Code Monkey home page Code Monkey logo

binres's Introduction

BINRES: Bayesian integrative region segmentation in spatially resolved transcriptomic studies

Current BINRES R package: version 1.2

The R package BINRES is built to implement the nonparametric Bayesian method named BINRES to carry out the region segmentation for a tissue section by integrating all the three types of data generated during the study --- gene expressions, spatial coordinates, and the histology image.

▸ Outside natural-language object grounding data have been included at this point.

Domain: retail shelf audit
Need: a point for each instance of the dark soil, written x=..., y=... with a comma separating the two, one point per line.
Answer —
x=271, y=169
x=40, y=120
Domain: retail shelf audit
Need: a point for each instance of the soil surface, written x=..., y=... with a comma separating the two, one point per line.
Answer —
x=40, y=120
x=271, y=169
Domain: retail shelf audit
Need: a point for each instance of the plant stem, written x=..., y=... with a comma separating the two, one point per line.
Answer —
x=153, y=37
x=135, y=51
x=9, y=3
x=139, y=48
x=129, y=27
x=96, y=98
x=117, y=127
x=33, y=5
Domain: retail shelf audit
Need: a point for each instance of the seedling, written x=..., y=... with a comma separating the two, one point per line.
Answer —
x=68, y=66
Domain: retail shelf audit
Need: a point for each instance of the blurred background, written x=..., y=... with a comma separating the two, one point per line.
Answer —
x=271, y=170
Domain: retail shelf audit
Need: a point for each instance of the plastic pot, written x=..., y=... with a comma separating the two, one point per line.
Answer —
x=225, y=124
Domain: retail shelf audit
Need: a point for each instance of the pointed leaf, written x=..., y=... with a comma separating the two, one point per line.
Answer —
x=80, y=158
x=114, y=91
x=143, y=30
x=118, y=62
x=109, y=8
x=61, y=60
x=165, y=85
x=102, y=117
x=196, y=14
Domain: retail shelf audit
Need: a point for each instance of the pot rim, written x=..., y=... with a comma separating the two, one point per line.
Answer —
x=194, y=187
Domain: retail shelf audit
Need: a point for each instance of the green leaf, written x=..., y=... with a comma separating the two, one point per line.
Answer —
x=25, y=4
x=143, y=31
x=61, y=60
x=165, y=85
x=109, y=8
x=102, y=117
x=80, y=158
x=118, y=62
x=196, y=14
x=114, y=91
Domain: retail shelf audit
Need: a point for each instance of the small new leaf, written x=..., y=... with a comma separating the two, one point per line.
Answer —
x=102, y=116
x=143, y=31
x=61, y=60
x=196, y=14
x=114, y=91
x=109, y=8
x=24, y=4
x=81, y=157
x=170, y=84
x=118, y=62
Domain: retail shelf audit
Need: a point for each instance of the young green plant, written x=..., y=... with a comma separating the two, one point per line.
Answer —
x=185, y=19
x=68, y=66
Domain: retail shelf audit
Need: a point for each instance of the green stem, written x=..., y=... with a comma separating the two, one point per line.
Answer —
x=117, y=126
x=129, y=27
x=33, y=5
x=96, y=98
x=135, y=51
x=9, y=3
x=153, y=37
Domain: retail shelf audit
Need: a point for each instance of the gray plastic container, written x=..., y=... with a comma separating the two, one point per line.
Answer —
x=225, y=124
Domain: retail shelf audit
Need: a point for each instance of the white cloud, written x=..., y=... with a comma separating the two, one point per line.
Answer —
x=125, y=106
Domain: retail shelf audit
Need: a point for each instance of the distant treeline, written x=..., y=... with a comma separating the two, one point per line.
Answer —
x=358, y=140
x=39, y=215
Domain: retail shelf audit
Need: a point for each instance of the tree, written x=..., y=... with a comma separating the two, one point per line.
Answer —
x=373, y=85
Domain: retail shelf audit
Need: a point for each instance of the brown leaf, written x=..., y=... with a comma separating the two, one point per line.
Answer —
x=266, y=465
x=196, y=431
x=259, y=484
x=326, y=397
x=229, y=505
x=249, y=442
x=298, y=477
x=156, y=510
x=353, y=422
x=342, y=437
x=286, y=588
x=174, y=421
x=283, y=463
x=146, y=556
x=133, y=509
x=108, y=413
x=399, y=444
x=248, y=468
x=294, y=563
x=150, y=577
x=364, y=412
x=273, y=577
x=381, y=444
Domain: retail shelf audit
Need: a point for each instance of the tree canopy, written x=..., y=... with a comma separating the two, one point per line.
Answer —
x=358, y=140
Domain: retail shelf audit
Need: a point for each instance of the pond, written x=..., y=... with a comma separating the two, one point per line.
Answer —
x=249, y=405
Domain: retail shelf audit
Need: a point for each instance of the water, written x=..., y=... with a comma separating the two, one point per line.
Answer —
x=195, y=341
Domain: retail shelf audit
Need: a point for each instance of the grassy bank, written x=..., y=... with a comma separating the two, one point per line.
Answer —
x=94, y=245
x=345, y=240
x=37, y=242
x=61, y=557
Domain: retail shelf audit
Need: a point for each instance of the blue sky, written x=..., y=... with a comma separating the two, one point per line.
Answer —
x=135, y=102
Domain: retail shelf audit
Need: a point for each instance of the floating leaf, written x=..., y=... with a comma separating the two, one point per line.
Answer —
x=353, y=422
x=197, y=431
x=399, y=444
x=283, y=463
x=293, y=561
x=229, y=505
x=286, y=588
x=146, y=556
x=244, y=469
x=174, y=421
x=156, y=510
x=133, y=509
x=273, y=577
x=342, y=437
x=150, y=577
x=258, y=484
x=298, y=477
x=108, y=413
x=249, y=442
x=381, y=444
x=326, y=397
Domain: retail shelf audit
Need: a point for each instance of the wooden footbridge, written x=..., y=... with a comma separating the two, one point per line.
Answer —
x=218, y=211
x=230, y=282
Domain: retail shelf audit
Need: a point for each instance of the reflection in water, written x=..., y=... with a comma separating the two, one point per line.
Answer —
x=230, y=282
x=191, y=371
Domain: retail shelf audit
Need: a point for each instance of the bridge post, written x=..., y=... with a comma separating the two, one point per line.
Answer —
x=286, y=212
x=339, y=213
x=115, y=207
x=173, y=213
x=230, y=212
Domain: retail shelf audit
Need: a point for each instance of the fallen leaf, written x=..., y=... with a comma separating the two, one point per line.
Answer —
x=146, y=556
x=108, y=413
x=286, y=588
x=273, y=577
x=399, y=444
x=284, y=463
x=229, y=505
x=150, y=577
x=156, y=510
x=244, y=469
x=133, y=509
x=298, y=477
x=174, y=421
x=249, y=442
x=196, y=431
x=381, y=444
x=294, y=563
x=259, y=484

BINRES captures the spatial dependence of neighboring spots and does not require a prespecified region number. It also combines the image and the gene expressions whose contribution weights can be flexibly adjusted in a data-adaptive manner. The computationally scalable extension BINRES-fast is developed for large-scale studies. In this package, a partially collapsed Gibbs sampler is carefully designed for Bayesian posterior inference. BINRES can be installed in Windows, Linux, and Mac OS.

For technical details, please refer to our paper currently accepted in Journal of the American Statistical Association: Yinqiao Yan and Xiangyu Luo* (2024), "Bayesian integrative region segmentation in spatially resolved transcriptomic studies".

Note: The BINRES R package for reproducibility in the paper is version 1.1.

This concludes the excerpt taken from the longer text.